Studio 105: A different kind of ethics class
“This class is a lot harder than all of my other classes—but it is definitely beneficial. It is rounding out my college education, bringing creativity to a class that would otherwise just be a requirement.”
It’s not an uncommon sentiment in PHIL 105-04, a studio-based course being co-taught by a philosopher and a designer at Georgetown this fall. The course is billed as an introduction to bioethics—moral issues in health, the environment, and emerging technologies—but students are getting a side of design education along with their ethics.
“In the studio setting, students create in order to learn, and learn from the process of creating,” explains professor of philosophy Maggie Little, who is co-delivering the course with designer Arjun Dhillon. A renowned bioethicist and director of Georgetown’s Kennedy Institute of Ethics, Little is enthusiastic about the multiple intersections between engaged ethics and the practice of design. This semester’s course is being offered as a pilot project in EthicsLab , an initiative by the Kennedy Institute of Ethics to make progress on complex bioethical problems by supplementing traditional approaches with new methods from innovation and design labs.
Students are tackling real-world bioethics projects such as genome sequencing, clinical trial design for ethically complex populations, and informed consent procedures. Two EthicsLab Scholars-in-Residence will contribute their expertise, as visiting instructors and real-world project owners. Spencer Wells, a geneticist and explorer at National Geographic, will work with students to develop a protocol for truly informed consent to having their own genomes sequenced, an option open to every student enrolled in the course this semester. Jason Campagna, an anesthesiologist at critical care medicine company, will work with students on a very real puzzle: how to conduct morally sound research on medical treatments for preeclampsia, a condition of pregnancy that is one of the leading causes of maternal mortality worldwide.
“In studio courses, students are encouraged to fail publicly, and fail fast,” explains Dhillon, who as head of design at EthicsLab brings years of experience in industrial, digital, and experience design to the classroom. Project-based learning is at the heart of the studio method, in which students create tangible objects for juried critique by outside experts several times throughout the semester. Students build bioethics knowledge as they develop resilience, inquisitiveness, and collaborative skills.

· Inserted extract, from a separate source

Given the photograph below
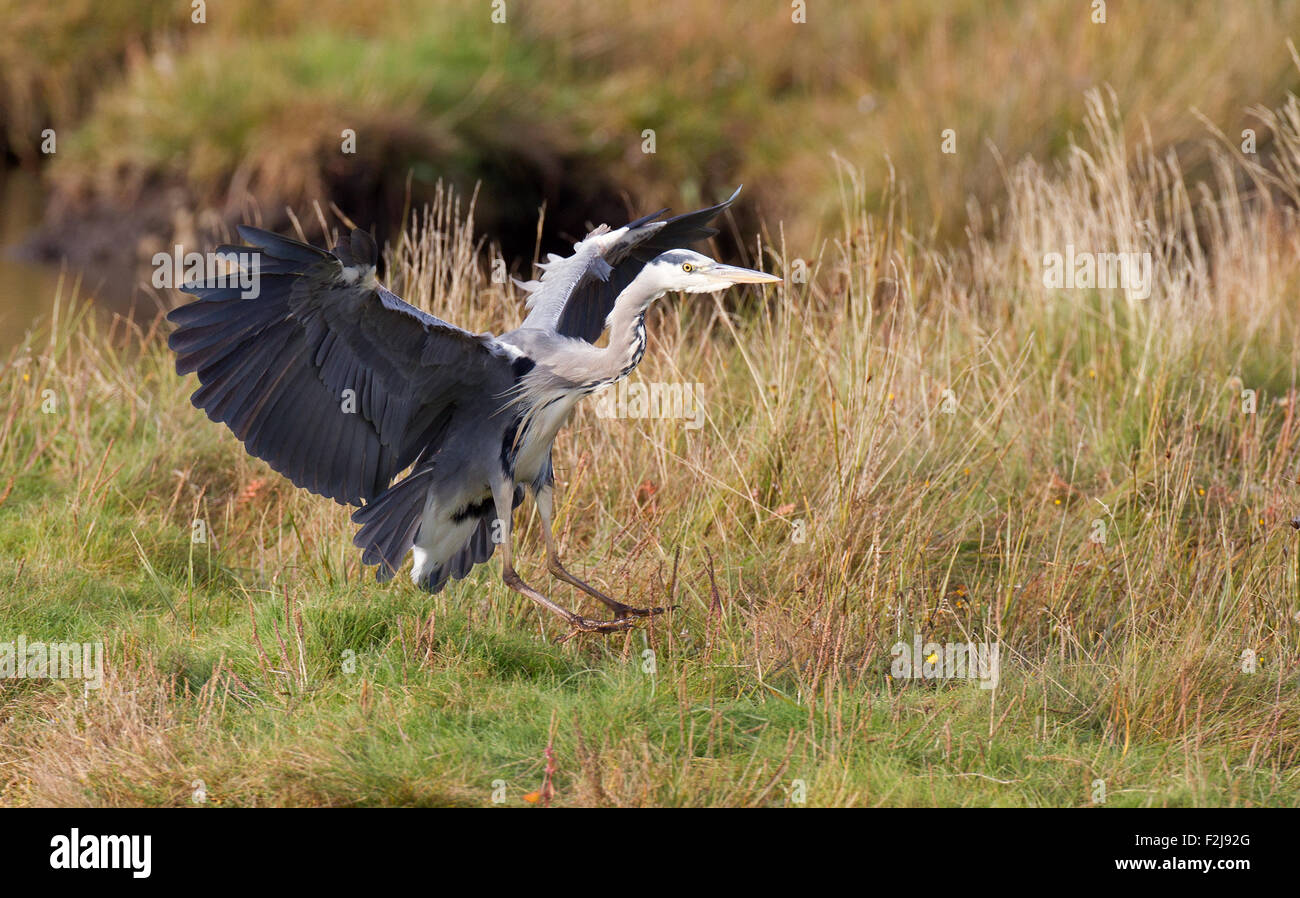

These public presentations, or “crits,” are “the guarantors of project authenticity,” according to Dhillon, because student work is being delivered not just to the instructors who assigned it, but to an audience with diverse areas of expertise. They are an important mechanism for integrating deep engagement with authentic problems and real-world audiences into the core curriculum, an underlying objective of the Studio 105 experiment. The most recent “crit” involved jurors ranging from English professors to instructional designers to comic book experts, who gave candid feedback on student work centered on the meaning of informed consent.
Bioethicists were among the jury members as well, offering a strong reminder of the value of creative and collaborative inquiry oriented around tangible artifacts for a field whose problems arise, and must ultimately be addressed in, the complex and messy reality of real human lives.
This fall’s studio course is designed to do several things beyond its immediate impact on this semester’s cohort.
It represents an effort to broaden the range of options available for teaching practically-engaged ethics to beginners (and beyond) at Georgetown, building a portfolio of innovative pedagogical tools to be sampled and incorporated by other faculty across the university.
It is also designed to test a variety of pedagogical tools and approaches that will form the core of an interdisciplinary course cluster in bioethics slated to debut in Spring 2015. Featuring writing-intensive, philosophy-grounded, and scientifically-oriented arms, the course community will bring diverse groups of students, faculty, and graduate students together to use design as critical inquiry on a bioethics topic.
As part of the university-wide initiative to develop boundary-crossing curricular structures, the Studio 105 class is also feeding discussions about larger-scale curricular shifts, such as a radically interdisciplinary certificate in bioethics for undergraduates and a design-driven MA or integrated BA/MA program in engaged ethics for more advanced students.
“This is a very exciting time to be at Georgetown,” says Little. “University leadership is consistently pushing the boundaries of what’s possible in higher education, and the Kennedy Institute is grateful and proud to be a leading partner these experiments.”